$Y''(x)-\frac{Y'(x)}{x}=-a$, for $x \geq c$,
(1) $a>0$ and $c>0$ are constants.
(2) Boundary conditions are: $Y(c)=0$ and $Y'(\infty)=0$
I used $x=\tan(u)$ to change the variables into $u$. Hoping I didn't make any mistake in this process, it didn't lead to a reasonable solution.

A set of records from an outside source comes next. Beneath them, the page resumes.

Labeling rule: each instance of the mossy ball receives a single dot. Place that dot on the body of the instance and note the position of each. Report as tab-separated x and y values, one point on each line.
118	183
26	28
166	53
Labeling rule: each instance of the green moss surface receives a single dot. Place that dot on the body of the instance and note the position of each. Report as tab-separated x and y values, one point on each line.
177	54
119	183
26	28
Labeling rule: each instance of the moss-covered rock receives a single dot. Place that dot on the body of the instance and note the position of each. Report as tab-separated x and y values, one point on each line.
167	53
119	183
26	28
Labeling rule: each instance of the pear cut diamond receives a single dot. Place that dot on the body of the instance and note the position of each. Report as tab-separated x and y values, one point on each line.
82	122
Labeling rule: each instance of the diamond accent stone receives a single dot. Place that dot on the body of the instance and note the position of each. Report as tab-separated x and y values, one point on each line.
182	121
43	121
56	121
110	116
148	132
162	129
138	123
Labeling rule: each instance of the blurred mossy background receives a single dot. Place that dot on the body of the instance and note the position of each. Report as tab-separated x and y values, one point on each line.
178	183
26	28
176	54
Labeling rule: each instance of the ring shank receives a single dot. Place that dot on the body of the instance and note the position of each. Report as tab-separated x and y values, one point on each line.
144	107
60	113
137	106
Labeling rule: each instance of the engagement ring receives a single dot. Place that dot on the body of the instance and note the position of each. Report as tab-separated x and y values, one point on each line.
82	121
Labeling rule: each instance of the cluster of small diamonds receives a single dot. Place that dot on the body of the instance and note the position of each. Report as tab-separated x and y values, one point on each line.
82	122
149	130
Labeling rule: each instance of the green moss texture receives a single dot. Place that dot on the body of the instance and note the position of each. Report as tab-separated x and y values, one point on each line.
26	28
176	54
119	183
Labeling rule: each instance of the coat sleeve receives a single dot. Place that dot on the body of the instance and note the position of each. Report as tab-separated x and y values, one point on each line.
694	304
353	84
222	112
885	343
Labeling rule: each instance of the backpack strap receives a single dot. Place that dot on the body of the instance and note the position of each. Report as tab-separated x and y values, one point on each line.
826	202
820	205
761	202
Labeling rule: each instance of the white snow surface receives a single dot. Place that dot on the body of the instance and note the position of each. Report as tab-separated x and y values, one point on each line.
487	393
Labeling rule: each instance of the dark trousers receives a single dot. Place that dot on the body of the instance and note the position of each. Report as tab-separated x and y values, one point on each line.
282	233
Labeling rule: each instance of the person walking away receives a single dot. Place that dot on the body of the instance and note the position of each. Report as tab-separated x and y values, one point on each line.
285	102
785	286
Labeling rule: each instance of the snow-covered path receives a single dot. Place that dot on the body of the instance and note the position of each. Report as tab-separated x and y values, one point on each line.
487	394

Thanks for your help and consideration.
the solution of the homogeneous problem is $$y = Ax^2 + B \tag1 $$ we will try the variation of parameters by making $(1)$ a solution $$ y'' - \frac1x y' = -a \tag 2$$ by making constraints on $A, B$ which are now functions of $x.$
$$y' = A'x^2 + 2Ax + B' = 2Ax \text{ and } A' x^2 + B' = 0 \text{ so }y'' = 2A'x + 2A. \tag 3$$
putting these in $(2),$ we get another equation$$-a = 2A'x + 2A-\frac1x2Ax = 2A'x, A = -\frac a2 \ln x + C $$ and solving for $B'$ gives $$B' = \frac a 2 x, B = \frac a4+Dx^2 $$ finally we have for $$y = x^2\left(-\frac a2 \ln x + C \right) + \frac a4+Dx^2, y'=2Ax = -ax\ln x + 2Cx$$
the boundary condition $y'(\infty) = 0$ cannot be satisfied for any $C$. so i would say that your initial value problem has no solution.